Al Haphid’s successor, the man who bought his farm in India, one day led his camel out into the garden to drink. As the animal put his nose down into the shallow water of the garden brook, Al Haphid’s successor noticed a curious flash of light from the white sands of the stream. Reaching his hand into the stream, he pulled out a black stone having an eye of light that reflected all the hues of the rainbow.

He took the pebble into the house, and put it on the mantle, which covers the central fires in an Eastern house, and then went his way and forgot all about it. A few days after that, the same old priest that told Al Haphid about diamonds came in to visit Al Haphid’s successor. The moment he entered the drawing room door he saw a flash of light from the mantle and he rushed up to it and shouted, “Here’s a diamond! Here’s a diamond! Has Al Haphid returned?” The old farmer said that Al Haphid had not returned and also said, “That is not a diamond. It is nothing but a stone. We found it right out here in our garden.” Said the old priest, “I know a diamond when I see one. That is a diamond.”

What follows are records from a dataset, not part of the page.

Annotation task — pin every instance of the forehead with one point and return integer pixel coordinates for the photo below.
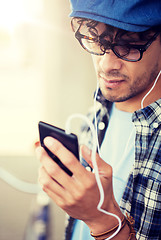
(102, 29)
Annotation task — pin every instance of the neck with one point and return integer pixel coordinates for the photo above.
(143, 99)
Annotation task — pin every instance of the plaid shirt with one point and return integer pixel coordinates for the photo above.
(142, 195)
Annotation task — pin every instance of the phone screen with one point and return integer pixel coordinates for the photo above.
(70, 141)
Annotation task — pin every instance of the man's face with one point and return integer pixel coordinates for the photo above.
(121, 80)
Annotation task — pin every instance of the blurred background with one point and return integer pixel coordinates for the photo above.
(44, 75)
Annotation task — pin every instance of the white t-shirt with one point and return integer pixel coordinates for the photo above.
(118, 150)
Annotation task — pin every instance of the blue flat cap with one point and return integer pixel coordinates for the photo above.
(130, 15)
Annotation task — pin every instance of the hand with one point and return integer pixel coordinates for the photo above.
(77, 195)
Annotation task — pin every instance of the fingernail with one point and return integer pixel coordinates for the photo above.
(49, 141)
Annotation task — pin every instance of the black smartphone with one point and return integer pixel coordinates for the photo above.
(70, 141)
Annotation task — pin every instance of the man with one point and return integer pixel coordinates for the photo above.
(124, 39)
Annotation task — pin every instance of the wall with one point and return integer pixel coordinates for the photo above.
(49, 77)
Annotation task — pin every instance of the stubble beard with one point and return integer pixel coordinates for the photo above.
(140, 86)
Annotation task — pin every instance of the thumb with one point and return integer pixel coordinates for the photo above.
(103, 168)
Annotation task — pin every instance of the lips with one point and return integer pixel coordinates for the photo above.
(112, 83)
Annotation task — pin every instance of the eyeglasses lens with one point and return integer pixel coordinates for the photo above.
(126, 52)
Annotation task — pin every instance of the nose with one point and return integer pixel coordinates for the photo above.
(109, 61)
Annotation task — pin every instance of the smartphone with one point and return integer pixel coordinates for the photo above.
(70, 141)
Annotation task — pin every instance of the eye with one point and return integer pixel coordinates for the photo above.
(122, 50)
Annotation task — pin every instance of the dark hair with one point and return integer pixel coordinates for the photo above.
(110, 30)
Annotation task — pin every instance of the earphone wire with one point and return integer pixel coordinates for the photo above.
(142, 101)
(95, 147)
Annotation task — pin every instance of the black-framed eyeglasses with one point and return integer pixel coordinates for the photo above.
(98, 45)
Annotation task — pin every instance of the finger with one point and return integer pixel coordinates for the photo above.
(52, 168)
(49, 184)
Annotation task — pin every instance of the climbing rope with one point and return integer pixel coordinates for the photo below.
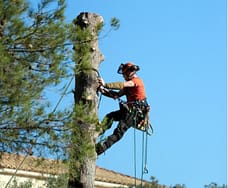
(144, 169)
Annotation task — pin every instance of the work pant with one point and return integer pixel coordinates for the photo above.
(125, 122)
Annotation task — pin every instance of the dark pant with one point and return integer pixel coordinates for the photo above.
(125, 122)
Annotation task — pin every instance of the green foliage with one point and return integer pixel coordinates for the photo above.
(15, 184)
(33, 56)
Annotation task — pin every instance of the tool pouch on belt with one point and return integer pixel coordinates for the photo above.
(141, 110)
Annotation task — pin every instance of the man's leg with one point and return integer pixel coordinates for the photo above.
(112, 139)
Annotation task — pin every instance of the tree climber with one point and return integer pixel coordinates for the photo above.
(132, 113)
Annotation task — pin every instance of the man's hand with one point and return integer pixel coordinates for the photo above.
(101, 81)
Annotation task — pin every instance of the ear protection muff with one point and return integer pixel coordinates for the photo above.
(128, 66)
(134, 68)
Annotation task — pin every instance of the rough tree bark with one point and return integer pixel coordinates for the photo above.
(86, 95)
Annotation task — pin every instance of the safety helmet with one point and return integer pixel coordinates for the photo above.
(127, 67)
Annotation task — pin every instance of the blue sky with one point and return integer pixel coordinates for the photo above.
(180, 46)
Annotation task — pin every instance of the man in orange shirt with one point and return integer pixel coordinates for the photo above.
(134, 90)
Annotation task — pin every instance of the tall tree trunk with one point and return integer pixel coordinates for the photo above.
(86, 98)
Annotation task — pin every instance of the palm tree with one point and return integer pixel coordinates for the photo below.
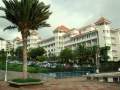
(25, 15)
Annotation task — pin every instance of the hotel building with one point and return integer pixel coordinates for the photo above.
(32, 41)
(99, 33)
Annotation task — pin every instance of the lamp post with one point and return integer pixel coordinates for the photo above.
(8, 55)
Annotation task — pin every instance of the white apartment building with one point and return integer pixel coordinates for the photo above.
(32, 41)
(2, 44)
(99, 33)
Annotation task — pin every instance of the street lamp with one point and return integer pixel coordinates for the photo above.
(8, 55)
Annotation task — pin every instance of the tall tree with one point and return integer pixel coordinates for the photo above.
(25, 15)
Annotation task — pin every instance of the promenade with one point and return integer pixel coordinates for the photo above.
(66, 84)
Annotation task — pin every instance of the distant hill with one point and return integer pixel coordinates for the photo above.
(1, 38)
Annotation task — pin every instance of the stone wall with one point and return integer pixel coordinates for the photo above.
(13, 75)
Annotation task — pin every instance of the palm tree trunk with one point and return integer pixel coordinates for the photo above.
(24, 37)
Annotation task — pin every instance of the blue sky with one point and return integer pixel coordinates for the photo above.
(73, 14)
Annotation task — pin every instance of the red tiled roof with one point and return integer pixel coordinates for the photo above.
(62, 29)
(102, 21)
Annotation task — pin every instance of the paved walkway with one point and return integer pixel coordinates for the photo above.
(66, 84)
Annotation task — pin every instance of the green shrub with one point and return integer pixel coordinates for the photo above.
(26, 80)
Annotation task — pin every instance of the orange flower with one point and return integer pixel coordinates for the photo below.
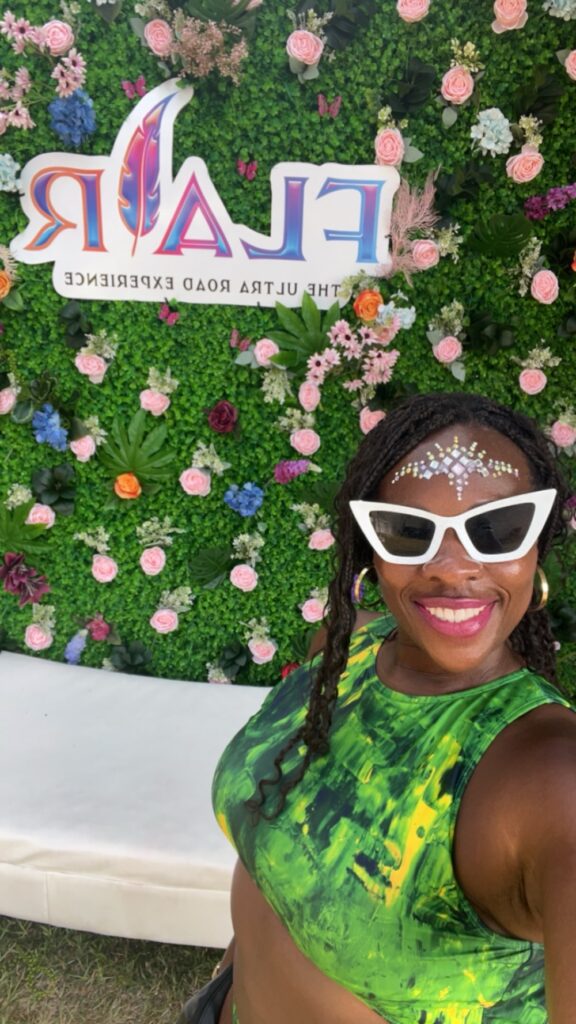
(127, 485)
(5, 284)
(366, 304)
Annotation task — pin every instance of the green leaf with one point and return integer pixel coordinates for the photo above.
(290, 322)
(136, 429)
(23, 411)
(330, 317)
(13, 300)
(155, 440)
(210, 566)
(412, 155)
(311, 312)
(15, 535)
(502, 235)
(449, 117)
(458, 370)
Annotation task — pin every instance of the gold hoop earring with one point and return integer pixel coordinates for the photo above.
(544, 591)
(358, 589)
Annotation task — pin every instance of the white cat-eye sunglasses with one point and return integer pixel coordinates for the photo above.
(494, 531)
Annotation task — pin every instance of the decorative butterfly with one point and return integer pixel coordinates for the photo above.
(236, 341)
(247, 170)
(327, 109)
(136, 88)
(168, 315)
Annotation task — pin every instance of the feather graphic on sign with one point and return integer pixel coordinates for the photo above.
(139, 185)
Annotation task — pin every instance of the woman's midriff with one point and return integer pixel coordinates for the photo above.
(274, 982)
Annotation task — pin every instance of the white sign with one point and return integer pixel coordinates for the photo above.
(121, 227)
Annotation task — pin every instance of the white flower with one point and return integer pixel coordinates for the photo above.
(561, 8)
(493, 132)
(17, 495)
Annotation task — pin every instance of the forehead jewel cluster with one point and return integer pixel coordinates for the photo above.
(456, 463)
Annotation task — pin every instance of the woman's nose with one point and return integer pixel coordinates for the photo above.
(451, 560)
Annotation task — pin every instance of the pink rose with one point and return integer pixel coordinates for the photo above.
(305, 441)
(563, 434)
(92, 367)
(387, 334)
(304, 46)
(164, 621)
(309, 395)
(41, 514)
(7, 399)
(37, 638)
(244, 577)
(369, 418)
(526, 165)
(158, 35)
(154, 401)
(321, 540)
(261, 650)
(263, 349)
(509, 14)
(544, 287)
(389, 146)
(424, 253)
(457, 85)
(83, 448)
(448, 349)
(196, 481)
(104, 568)
(313, 610)
(58, 37)
(153, 560)
(532, 381)
(570, 65)
(412, 10)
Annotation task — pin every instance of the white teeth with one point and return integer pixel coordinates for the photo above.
(456, 614)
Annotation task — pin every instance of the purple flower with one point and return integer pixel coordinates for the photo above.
(557, 199)
(289, 469)
(23, 580)
(536, 208)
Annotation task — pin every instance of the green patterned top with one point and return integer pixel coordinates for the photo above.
(358, 865)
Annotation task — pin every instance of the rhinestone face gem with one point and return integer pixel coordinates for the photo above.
(457, 464)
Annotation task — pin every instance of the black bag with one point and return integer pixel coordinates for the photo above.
(205, 1006)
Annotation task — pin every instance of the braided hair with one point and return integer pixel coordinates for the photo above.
(404, 428)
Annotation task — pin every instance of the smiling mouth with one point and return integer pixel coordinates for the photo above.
(457, 622)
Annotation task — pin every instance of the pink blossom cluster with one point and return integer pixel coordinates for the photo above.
(55, 39)
(199, 47)
(14, 114)
(70, 74)
(365, 346)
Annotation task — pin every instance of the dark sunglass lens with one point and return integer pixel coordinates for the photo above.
(403, 535)
(500, 530)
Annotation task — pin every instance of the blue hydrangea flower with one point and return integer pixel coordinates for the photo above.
(492, 133)
(407, 315)
(245, 500)
(561, 8)
(8, 173)
(74, 647)
(47, 428)
(73, 118)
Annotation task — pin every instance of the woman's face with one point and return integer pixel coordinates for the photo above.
(494, 594)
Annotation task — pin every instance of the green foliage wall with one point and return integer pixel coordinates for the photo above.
(272, 117)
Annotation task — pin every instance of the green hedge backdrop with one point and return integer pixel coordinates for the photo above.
(272, 117)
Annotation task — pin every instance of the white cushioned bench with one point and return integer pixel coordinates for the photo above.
(106, 820)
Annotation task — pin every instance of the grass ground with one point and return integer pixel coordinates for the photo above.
(56, 976)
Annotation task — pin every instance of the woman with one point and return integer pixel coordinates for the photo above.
(404, 806)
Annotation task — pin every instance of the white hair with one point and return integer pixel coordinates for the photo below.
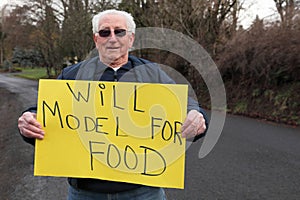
(129, 19)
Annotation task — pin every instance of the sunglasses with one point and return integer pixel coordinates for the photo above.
(117, 32)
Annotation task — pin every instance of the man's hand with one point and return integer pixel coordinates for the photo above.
(193, 125)
(29, 127)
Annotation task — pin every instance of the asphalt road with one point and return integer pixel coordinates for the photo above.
(252, 160)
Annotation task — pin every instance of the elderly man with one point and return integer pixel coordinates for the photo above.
(113, 36)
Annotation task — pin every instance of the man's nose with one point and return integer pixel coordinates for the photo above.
(112, 36)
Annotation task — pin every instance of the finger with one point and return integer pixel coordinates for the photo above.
(191, 117)
(31, 119)
(31, 134)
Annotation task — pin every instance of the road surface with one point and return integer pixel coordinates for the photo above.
(252, 160)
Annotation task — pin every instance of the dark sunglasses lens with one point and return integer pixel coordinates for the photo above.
(120, 32)
(104, 33)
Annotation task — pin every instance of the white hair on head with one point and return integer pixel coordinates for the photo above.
(129, 19)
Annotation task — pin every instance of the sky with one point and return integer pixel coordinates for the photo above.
(265, 9)
(262, 8)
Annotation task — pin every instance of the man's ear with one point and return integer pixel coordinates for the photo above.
(131, 40)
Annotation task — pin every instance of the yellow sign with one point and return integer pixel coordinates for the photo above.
(126, 132)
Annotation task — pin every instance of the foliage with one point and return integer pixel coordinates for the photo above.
(260, 66)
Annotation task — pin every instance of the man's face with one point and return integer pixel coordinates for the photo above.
(113, 48)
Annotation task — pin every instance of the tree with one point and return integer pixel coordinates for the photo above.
(287, 9)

Then together they rushed out into the garden. They stirred up the white sands with their fingers, and 'lo there came up other more beautiful, more valuable gems than the first. And, thus was discovered the great diamond mines of Galconda, the most magnificent diamond mines in all the history of the world. The Koohinor of England, and the Orlov of Russia, the greatest crown jewels on earth came from Galconda’s diamond mines.

Had Al Haphid remained at home and dug in his own cellar, or underneath his own wheat fields, or in his own garden, instead of wretchedness, starvation, poverty, and suicide in a strange land, he would have had acres of diamonds!"